Feedback gathered from our users signified that this design met the original challenges - it cleared the fog around ROI by simplifying complex data, highlighted critical trends enabling users to make informed business decisions, and enhanced the user-friendliness and intuitiveness of the dashboard.
The dashboard's design impacted our users in a positively. We transitioned from a minimal data display of just three data points, which struggled to articulate their worth, to an expansive, intuitive dashboard that vividly illustrated its value.
Following the dashboard release, our users were able to better understand the potential of the AI Answering service. This became particularly evident for those experiencing high call volumes during peak hours. The service seamlessly handled 10-20 calls per hour, a difficult task that would typically require a dedicated staff member. By visualizing this data, the dashboard allowed these users to recognize the immense value of AI Answering.

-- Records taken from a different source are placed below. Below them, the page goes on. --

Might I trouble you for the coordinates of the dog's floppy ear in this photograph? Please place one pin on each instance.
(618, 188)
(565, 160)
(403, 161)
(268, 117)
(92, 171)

One notable success story was a client who, after employing AI Answering, noted the service answered a whopping 7,200 phone calls. None of these required human intervention, saving considerable staffing resources. Most impressively, they registered a revenue of $90,000 in online ordering, a direct result of implementing our service. The client was initially unable to perceive this ROI, but the introduction of the dashboard made the advantages distinctly evident.
One of the most valuable takeaways from this project was the importance of cross-functional collaboration. Regular communication with various teams—mobile product designer, data analysts, engineers, product marketing, and sales—led to a richer understanding of the project from multiple perspectives.
If I were to start the project again, I would incorporate the "storytelling" aspect from the beginning. While version 1 was data-driven, future iterations should better convey the narrative behind the data, thereby creating a more meaningful connection with users.